Most of what is written about life in Rhodesia is about war and little about the wonderful nature of the country itself during its age of innocence. After that came all the horror of the war and the end of a way of life, that although priveleged now remains in my mind one of simple joys and peace.
Being a loner in my last couple of years as a schoolboy I would take any opportunity to get into the bush on my motorcycle. Fishing was my favourite pastime. Going out on the Mtoko road from Highlands in Salisbury to Chabwino dam was probably about 20 miles from the city.
After I had followed the rutted track along the top of the dam wall I would wobble my motorbike ankle deep across a drift at the far end and settle in for an afternoon of fishing.
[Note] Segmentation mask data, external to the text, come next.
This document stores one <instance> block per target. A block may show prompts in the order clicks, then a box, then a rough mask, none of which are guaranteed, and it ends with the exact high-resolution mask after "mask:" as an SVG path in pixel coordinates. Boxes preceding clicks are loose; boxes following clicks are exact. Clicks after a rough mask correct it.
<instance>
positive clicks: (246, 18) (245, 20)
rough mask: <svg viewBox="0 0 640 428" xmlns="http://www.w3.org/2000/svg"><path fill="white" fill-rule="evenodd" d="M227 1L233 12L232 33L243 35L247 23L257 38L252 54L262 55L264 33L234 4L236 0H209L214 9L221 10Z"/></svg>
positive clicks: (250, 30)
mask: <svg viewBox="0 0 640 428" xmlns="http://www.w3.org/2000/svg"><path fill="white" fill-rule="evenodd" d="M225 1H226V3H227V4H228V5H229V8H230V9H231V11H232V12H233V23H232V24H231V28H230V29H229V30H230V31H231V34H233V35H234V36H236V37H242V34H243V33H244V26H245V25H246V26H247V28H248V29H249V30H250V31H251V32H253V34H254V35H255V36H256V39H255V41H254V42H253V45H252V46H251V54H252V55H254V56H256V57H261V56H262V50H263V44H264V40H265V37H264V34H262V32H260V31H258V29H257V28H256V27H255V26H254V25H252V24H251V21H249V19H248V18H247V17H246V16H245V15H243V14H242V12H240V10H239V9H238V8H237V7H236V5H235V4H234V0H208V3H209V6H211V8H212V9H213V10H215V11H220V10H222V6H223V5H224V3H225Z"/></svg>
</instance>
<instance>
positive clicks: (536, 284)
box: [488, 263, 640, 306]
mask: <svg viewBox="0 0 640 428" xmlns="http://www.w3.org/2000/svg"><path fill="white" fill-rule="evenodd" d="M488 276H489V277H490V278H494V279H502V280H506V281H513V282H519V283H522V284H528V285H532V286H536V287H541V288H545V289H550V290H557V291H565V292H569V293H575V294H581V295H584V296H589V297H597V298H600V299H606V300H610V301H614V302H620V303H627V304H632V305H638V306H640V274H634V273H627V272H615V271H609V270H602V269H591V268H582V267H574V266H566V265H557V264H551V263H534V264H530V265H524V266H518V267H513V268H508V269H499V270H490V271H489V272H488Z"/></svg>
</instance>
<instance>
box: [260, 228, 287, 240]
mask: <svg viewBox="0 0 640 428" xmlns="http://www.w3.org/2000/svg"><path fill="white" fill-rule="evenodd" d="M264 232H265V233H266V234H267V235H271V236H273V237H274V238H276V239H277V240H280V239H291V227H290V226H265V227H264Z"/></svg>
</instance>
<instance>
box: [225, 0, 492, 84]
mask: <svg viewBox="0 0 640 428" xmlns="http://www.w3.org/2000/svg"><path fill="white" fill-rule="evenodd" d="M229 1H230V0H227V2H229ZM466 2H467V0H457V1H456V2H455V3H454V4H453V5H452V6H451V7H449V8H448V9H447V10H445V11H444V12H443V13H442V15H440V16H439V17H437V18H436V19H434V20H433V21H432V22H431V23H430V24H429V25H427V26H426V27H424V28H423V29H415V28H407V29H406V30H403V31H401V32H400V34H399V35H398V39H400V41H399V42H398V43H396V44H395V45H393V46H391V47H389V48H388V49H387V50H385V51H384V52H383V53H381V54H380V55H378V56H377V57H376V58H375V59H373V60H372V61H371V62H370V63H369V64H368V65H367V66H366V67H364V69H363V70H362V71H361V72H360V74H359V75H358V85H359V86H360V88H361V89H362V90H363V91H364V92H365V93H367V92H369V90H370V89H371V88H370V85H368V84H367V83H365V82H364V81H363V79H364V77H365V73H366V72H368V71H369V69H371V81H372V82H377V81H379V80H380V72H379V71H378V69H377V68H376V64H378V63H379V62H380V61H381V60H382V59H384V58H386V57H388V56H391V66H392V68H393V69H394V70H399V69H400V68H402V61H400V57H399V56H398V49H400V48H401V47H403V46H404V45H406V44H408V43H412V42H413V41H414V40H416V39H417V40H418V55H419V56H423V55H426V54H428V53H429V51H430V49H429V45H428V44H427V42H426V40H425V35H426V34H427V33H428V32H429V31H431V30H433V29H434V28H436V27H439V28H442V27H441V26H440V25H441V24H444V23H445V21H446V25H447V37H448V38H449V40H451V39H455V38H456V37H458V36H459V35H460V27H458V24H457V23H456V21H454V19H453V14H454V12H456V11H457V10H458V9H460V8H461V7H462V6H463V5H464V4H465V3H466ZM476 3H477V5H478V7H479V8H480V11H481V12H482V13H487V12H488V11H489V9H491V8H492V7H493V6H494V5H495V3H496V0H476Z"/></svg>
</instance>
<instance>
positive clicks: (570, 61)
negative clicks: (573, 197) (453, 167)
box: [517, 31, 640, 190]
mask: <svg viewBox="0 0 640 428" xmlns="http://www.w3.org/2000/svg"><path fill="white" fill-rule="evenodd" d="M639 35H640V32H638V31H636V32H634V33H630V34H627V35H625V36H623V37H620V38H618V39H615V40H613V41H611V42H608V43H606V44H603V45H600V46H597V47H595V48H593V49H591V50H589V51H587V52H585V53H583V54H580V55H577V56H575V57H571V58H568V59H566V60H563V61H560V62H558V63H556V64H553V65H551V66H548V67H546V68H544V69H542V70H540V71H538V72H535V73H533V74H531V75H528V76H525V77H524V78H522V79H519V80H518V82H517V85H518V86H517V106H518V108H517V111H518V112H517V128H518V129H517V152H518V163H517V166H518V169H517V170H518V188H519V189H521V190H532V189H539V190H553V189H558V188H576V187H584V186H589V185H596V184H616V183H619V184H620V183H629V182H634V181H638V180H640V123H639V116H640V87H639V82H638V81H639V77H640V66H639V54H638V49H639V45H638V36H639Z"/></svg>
Moving along the edge of the dam or wading knee deep to cast the lazy Ike - my favourite lure for Bass. I would fish the perimeter.
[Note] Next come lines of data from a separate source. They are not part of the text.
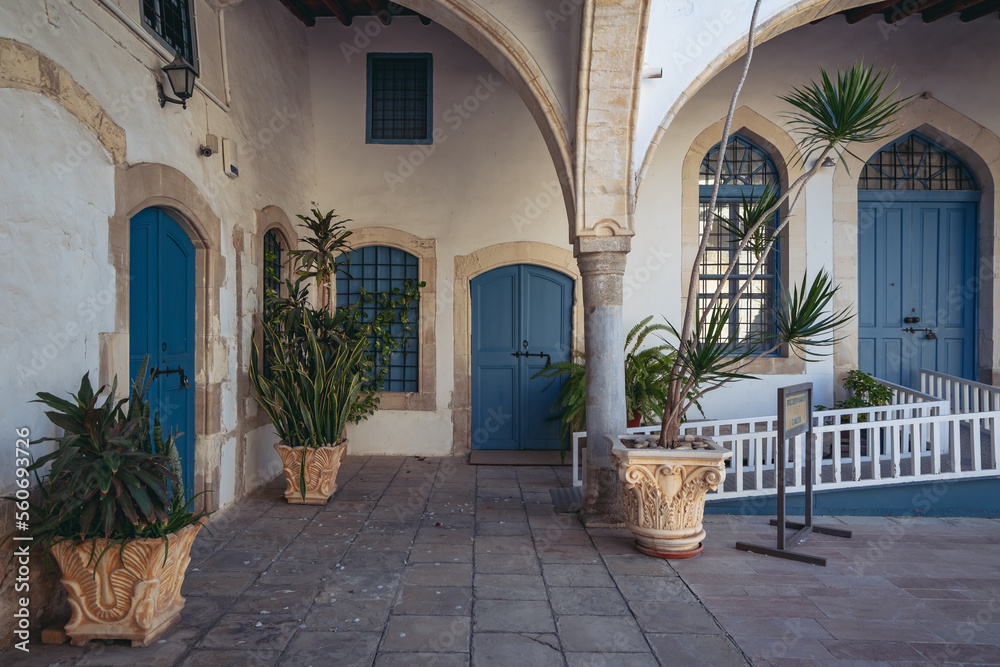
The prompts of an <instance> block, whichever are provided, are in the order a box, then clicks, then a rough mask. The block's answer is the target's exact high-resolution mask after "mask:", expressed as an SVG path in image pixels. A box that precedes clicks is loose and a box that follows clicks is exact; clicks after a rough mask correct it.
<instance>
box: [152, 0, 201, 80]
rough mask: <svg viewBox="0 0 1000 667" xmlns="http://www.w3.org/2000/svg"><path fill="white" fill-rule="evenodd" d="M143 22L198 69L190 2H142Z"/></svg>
mask: <svg viewBox="0 0 1000 667" xmlns="http://www.w3.org/2000/svg"><path fill="white" fill-rule="evenodd" d="M142 22H143V24H145V26H146V28H147V29H148V30H149V31H150V32H152V33H153V34H154V35H156V36H157V37H159V38H160V40H161V41H162V42H163V43H164V44H165V45H166V46H168V47H170V48H171V49H173V51H174V52H175V53H179V54H180V56H181V57H182V58H184V60H186V61H187V62H188V63H189V64H191V65H192V66H194V67H195V69H197V63H196V62H195V48H194V39H193V30H192V25H193V21H192V15H191V4H190V0H142Z"/></svg>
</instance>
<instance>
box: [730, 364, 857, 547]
mask: <svg viewBox="0 0 1000 667" xmlns="http://www.w3.org/2000/svg"><path fill="white" fill-rule="evenodd" d="M803 434H805V438H804V446H803V447H802V448H801V449H799V448H798V447H796V446H795V438H797V437H798V436H800V435H803ZM789 443H791V445H792V448H791V450H790V451H791V453H792V458H793V459H794V458H795V457H796V456H802V457H803V458H804V459H805V461H804V463H805V466H804V467H805V470H804V477H805V487H806V489H805V494H804V497H803V504H804V505H805V507H804V510H805V523H798V522H795V521H789V520H788V519H787V518H785V484H787V483H788V480H787V478H786V477H785V462H786V454H787V453H788V452H789V449H788V445H789ZM776 444H777V447H775V450H776V451H775V458H774V477H775V486H776V487H777V489H778V518H777V519H772V520H771V525H772V526H777V527H778V544H777V546H774V547H769V546H766V545H763V544H751V543H749V542H737V543H736V548H737V549H740V550H742V551H752V552H754V553H759V554H765V555H767V556H777V557H778V558H787V559H790V560H797V561H800V562H803V563H812V564H813V565H826V558H823V557H822V556H812V555H809V554H802V553H796V552H795V551H793V550H792V549H793V548H794V547H795V546H796V545H798V543H799V542H801V541H802V540H804V539H805V538H806V537H808V536H809V534H810V533H823V534H825V535H836V536H837V537H848V538H849V537H851V531H849V530H841V529H839V528H825V527H822V526H814V525H813V522H812V511H813V489H812V487H813V470H814V468H815V466H816V465H818V464H817V462H816V461H814V460H813V459H814V458H815V457H816V449H817V448H816V445H817V442H816V439H815V437H814V436H813V430H812V383H811V382H807V383H805V384H796V385H792V386H790V387H781V388H780V389H778V437H777V443H776ZM786 528H791V529H793V530H795V531H796V532H795V533H794V534H793V535H792V536H791V537H787V538H786V536H785V529H786Z"/></svg>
This dam was a shared venture supplying various local farms and I had a vague permission - or at least a good story, to justify my presence there. In several years of fishing there I was never challenged.
As the sun started setting a group of women and children, probably families of farm labourers, often arrived near the drift with stick rods and hooks baited with sadza or worms to catch small bream.
This in turn would attract larger bass and often I would catch a decent sized fish to take home.
Those peaceful days of silence were like a meditation for me and hours would pass with hardly a thought - just the shimmer of sunlight across the ripples out on the water.
Some days I would ride out further to a river (the name eludes me) which was a tributary to the Mazoe. Here in the rainy season it was possible to catch smallish tiger fish that had made their way up from the Zambezi river.
On one occasion I was flagged down by a scrawny man dressed in Khaki who carried a Jerry can. He asked for a ride as pillion passenger back to Salisbury. He told me he was a prospector living out in the bush and needed to get to the "concrete jungle" to arrange finance for his claim.
What a character he seemed - I wish I had taken more time to get to know him.
I had three good friends then, all fishing buddies and we would fish at lake Mac with Samaki league in weekend competitions, meeting afterwards at the weigh in to share beer from a keg (nobody cared that we were schoolboys).
We also fly fished in Inyanga - a long trip on a small motorbike. Fishing in all the main streams, we also fished Chingamwe estate often wading chest deep under overgrown bushes that closed over us forming tunnels where we would let fly lines drift down with the current.
I loved the bush the birds and wildlife and consider myself just as much a child of Africa as anyone. I would rather not know what has happened to our favourite places.
That was in a previous life and lives only in my dreams.